# Streaming Twitter Activity With A Bot

## Introduction

Oftentimes when working with Twitter data, it's of interest to simply listen to all activity in a given time. Luckily, as Twitter is a data company, they make this fairly easy with an Application Programming Interface (API). Through their API, we can automatically capture tweets as they happen for free (with limitations such as how many tweets you can capture, and how far back in time you can grab data from). Of course, if you're willing to pay, you can capture _significantly_ more data from Twitter. But for us, all we need is a free account to get going. 

## Using This Streamer
Unfortunately, in its current state, you cannot use this streamer to capture twitter data. You need to create credentials to pass into the API. In order to do that, go to this [link](https://developer.twitter.com/en/apply-for-access) create an account and follow the instructions. Once you get your API keys, you can fill in the `YOUR CREDENTIALS HERE` section of the code below. It is however, not required for this workshop as we've already captured the data for you. 

## Data We Captured

We set up our Twitter bot to capture all tweets that appeared from within a box around the approximate GPS coordinates of Alberta.
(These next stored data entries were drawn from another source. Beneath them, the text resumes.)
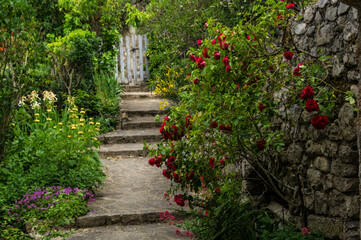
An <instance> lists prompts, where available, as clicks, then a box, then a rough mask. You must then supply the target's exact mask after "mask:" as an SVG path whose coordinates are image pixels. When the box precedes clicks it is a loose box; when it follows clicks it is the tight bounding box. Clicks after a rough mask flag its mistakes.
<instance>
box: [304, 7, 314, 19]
mask: <svg viewBox="0 0 361 240" xmlns="http://www.w3.org/2000/svg"><path fill="white" fill-rule="evenodd" d="M314 16H315V10H314V8H312V7H308V8H306V10H305V12H304V13H303V20H304V21H305V22H306V23H310V22H312V20H313V17H314Z"/></svg>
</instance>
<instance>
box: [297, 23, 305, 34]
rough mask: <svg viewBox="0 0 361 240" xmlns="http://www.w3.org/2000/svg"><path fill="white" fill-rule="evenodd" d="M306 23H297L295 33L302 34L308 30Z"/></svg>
mask: <svg viewBox="0 0 361 240" xmlns="http://www.w3.org/2000/svg"><path fill="white" fill-rule="evenodd" d="M306 26H307V25H306V23H300V24H297V25H296V27H295V34H296V35H302V34H304V33H305V32H306Z"/></svg>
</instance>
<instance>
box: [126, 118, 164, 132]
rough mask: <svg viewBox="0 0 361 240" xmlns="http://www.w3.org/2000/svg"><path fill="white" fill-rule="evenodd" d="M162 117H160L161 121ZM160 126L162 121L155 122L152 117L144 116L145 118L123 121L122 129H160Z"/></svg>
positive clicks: (161, 124) (162, 118) (131, 119)
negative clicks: (154, 128)
mask: <svg viewBox="0 0 361 240" xmlns="http://www.w3.org/2000/svg"><path fill="white" fill-rule="evenodd" d="M163 118H164V117H162V116H161V117H160V119H161V120H163ZM161 126H162V121H159V122H156V121H155V120H154V116H148V117H147V116H145V117H132V118H130V119H129V120H128V121H127V120H125V121H123V126H122V129H124V130H129V129H145V128H158V129H159V128H160V127H161Z"/></svg>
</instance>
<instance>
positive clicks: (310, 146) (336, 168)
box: [281, 0, 360, 239]
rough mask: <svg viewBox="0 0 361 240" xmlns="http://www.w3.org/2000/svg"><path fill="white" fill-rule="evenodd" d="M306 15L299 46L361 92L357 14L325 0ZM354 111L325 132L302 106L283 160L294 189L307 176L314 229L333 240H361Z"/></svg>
mask: <svg viewBox="0 0 361 240" xmlns="http://www.w3.org/2000/svg"><path fill="white" fill-rule="evenodd" d="M300 15H302V18H301V19H300V20H299V21H296V22H294V24H293V26H292V32H293V34H294V36H293V37H294V42H295V43H296V45H297V47H298V48H299V49H302V50H305V51H307V52H309V53H311V54H312V55H320V54H322V55H326V56H330V57H332V58H331V62H330V65H331V63H332V67H330V68H329V81H331V82H332V83H334V84H335V85H336V86H337V87H339V88H341V89H342V90H351V91H352V92H354V93H357V83H358V81H359V73H358V71H357V59H356V55H355V54H356V39H357V33H358V32H357V31H358V30H357V29H358V24H357V10H356V9H353V8H350V7H349V6H347V5H345V4H342V3H340V2H339V1H338V0H320V1H318V2H317V3H316V4H314V5H311V6H308V7H306V8H305V9H304V11H302V12H301V13H300ZM295 19H296V18H295ZM354 107H355V106H353V105H350V104H349V103H343V104H342V103H341V104H340V105H339V106H338V108H336V109H337V110H336V111H335V115H334V118H333V119H331V121H330V125H329V126H328V127H327V128H325V129H324V130H321V131H316V130H315V129H314V128H313V126H312V125H310V122H311V119H312V117H313V116H314V114H312V113H308V112H306V111H304V110H302V109H301V108H300V107H298V109H296V111H303V112H302V115H301V118H300V122H299V123H300V125H299V128H298V129H297V133H296V135H297V136H298V137H297V141H295V143H293V144H291V145H290V146H288V148H286V151H285V153H284V154H283V155H282V160H281V162H282V166H283V167H282V171H283V173H281V176H282V178H283V181H284V182H286V183H287V184H288V185H290V186H295V187H297V178H298V175H302V179H303V183H304V188H303V190H302V192H303V194H304V200H305V206H306V208H307V211H308V224H309V228H310V230H311V231H322V232H325V233H326V236H327V237H329V238H332V239H360V237H359V205H360V203H359V192H358V187H359V178H358V169H359V163H358V153H357V145H356V144H357V137H356V126H355V122H356V112H355V111H354ZM293 135H294V134H293ZM289 212H290V213H291V215H293V217H291V219H293V221H296V222H297V221H298V222H300V218H299V215H300V214H299V212H297V209H292V208H289Z"/></svg>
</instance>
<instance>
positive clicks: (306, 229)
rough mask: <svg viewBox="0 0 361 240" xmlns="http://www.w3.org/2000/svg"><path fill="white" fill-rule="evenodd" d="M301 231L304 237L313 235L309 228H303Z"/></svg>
mask: <svg viewBox="0 0 361 240" xmlns="http://www.w3.org/2000/svg"><path fill="white" fill-rule="evenodd" d="M301 231H302V235H303V236H305V235H308V234H311V233H310V231H309V230H308V228H306V227H303V228H302V229H301Z"/></svg>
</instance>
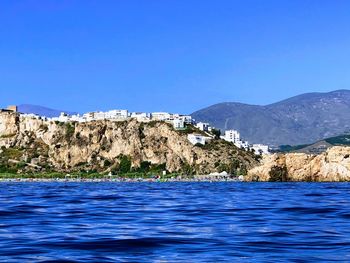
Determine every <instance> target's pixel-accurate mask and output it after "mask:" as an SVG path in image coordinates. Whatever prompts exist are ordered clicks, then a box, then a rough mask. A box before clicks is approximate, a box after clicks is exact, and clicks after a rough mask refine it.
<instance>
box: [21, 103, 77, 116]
mask: <svg viewBox="0 0 350 263" xmlns="http://www.w3.org/2000/svg"><path fill="white" fill-rule="evenodd" d="M18 111H19V112H21V113H27V114H29V113H33V114H37V115H40V116H45V117H48V118H52V117H58V116H60V114H61V112H65V113H68V114H70V115H73V114H76V113H75V112H68V111H63V110H54V109H50V108H46V107H42V106H38V105H31V104H22V105H19V106H18Z"/></svg>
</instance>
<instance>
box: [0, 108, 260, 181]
mask: <svg viewBox="0 0 350 263" xmlns="http://www.w3.org/2000/svg"><path fill="white" fill-rule="evenodd" d="M0 147H1V150H0V165H2V166H3V167H12V166H13V165H14V164H15V165H16V167H19V168H21V169H19V171H18V172H23V171H27V170H33V169H34V170H39V171H45V170H55V171H65V172H69V171H81V170H83V171H89V170H96V171H99V172H101V171H105V172H107V171H111V170H113V169H114V170H118V166H119V165H120V162H121V159H122V158H121V156H124V157H127V158H129V160H130V161H131V163H132V167H134V168H135V169H136V168H137V167H140V165H141V164H142V163H143V162H148V163H150V164H152V165H164V166H165V167H166V169H167V170H168V171H169V172H176V171H180V172H183V173H197V174H199V173H210V172H217V171H219V170H224V168H227V169H229V168H232V167H233V166H234V167H233V169H237V170H240V169H241V170H242V169H243V170H244V169H245V168H251V167H253V166H254V165H256V161H255V160H254V158H253V157H254V156H253V155H252V154H250V153H247V152H245V151H242V150H240V149H238V148H236V147H235V146H233V145H232V144H230V143H226V142H224V141H222V140H215V141H213V142H211V143H210V144H208V145H206V146H204V147H199V146H193V145H192V144H191V143H190V142H189V141H188V140H187V134H186V132H180V131H176V130H174V129H173V128H172V126H171V125H169V124H167V123H164V122H150V123H140V122H137V121H135V120H129V121H123V122H116V121H115V122H112V121H96V122H89V123H74V122H71V123H60V122H52V121H51V122H49V121H45V120H44V119H36V118H29V117H23V115H18V114H15V113H7V112H2V113H0ZM225 170H226V169H225Z"/></svg>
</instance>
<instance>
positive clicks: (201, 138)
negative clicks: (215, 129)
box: [187, 134, 211, 145]
mask: <svg viewBox="0 0 350 263" xmlns="http://www.w3.org/2000/svg"><path fill="white" fill-rule="evenodd" d="M187 139H188V140H189V141H190V143H192V144H193V145H195V144H197V143H199V144H202V145H205V144H206V142H207V141H209V140H211V138H210V137H206V136H203V135H200V134H188V135H187Z"/></svg>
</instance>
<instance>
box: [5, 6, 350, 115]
mask: <svg viewBox="0 0 350 263" xmlns="http://www.w3.org/2000/svg"><path fill="white" fill-rule="evenodd" d="M349 12H350V1H347V0H344V1H342V0H328V1H326V0H315V1H309V0H289V1H287V0H276V1H272V0H271V1H270V0H256V1H249V0H240V1H238V0H237V1H235V0H139V1H136V0H113V1H107V0H102V1H101V0H98V1H89V0H81V1H74V0H67V1H65V0H57V1H53V0H52V1H50V0H42V1H38V0H36V1H34V0H33V1H25V0H2V1H1V2H0V105H1V106H6V105H7V104H21V103H31V104H39V105H43V106H49V107H52V108H58V109H64V110H72V111H79V112H85V111H89V110H96V109H101V110H106V109H111V108H128V109H130V110H133V111H141V110H143V111H160V110H165V111H173V112H181V113H191V112H192V111H195V110H197V109H200V108H202V107H205V106H209V105H211V104H214V103H218V102H224V101H238V102H244V103H252V104H268V103H271V102H275V101H278V100H281V99H284V98H287V97H289V96H293V95H297V94H300V93H304V92H312V91H331V90H335V89H348V88H350V13H349Z"/></svg>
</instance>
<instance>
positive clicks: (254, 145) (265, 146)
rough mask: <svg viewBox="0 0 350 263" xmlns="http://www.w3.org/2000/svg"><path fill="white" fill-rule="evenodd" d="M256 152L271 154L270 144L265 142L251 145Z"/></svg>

Every time someone made a public tweet, we captured and saved this tweet to a text file. We captured certain information about the user who tweeted, any GPS coordinates of the location of the tweet if the user had provided them, as well as some additional meta data. Using the data we captured using this streamer, we will guide you through some text mining and analysis using Python. 

In [None]:
import json
import pandas as pd
import time
from datetime import datetime
#from swift_upload import upload_file

try : 
    import tweepy
    from tweepy import Stream
    from tweepy import OAuthHandler
    from tweepy.streaming import StreamListener
except ImportError:
    !pip install tweepy --user
    from importlib import reload
    import site
    reload(site)
    import tweepy
    from tweepy import Stream
    from tweepy import OAuthHandler
    from tweepy.streaming import StreamListener

tweepy_oauth1 = 
tweepy_oauth2 = 

auth = tweepy.OAuthHandler(tweepy_oauth1, 
                           tweepy_oauth2)

tweepy_token1 = 
tweepy_token2 = 

auth.set_access_token(tweepy_token1, 
                      tweepy_token2)
# Waiting on rate limit is important so Twitter doesn't deactivate our free bot. 
api = tweepy.API(auth, wait_on_rate_limit=True)


In [None]:
### Test if the api is working
user = api.me()
print (user.name)

In [None]:
class StdOutListener(StreamListener):
  
    def __init__(self, filename):
        self.filename = filename
        auth = tweepy.OAuthHandler(tweepy_oauth1, 
                           tweepy_oauth2)
        auth.set_access_token(tweepy_token1, 
                      tweepy_token2)
        self.api = tweepy.API(auth, wait_on_rate_limit=True)
        self.time_start = datetime.now().minute
        self.already_upload = False

    def on_status(self, status):
        try:
            jsonData = status._json
            tweetID = jsonData.get("id_str")
            tweetData = self.api.get_status(tweetID)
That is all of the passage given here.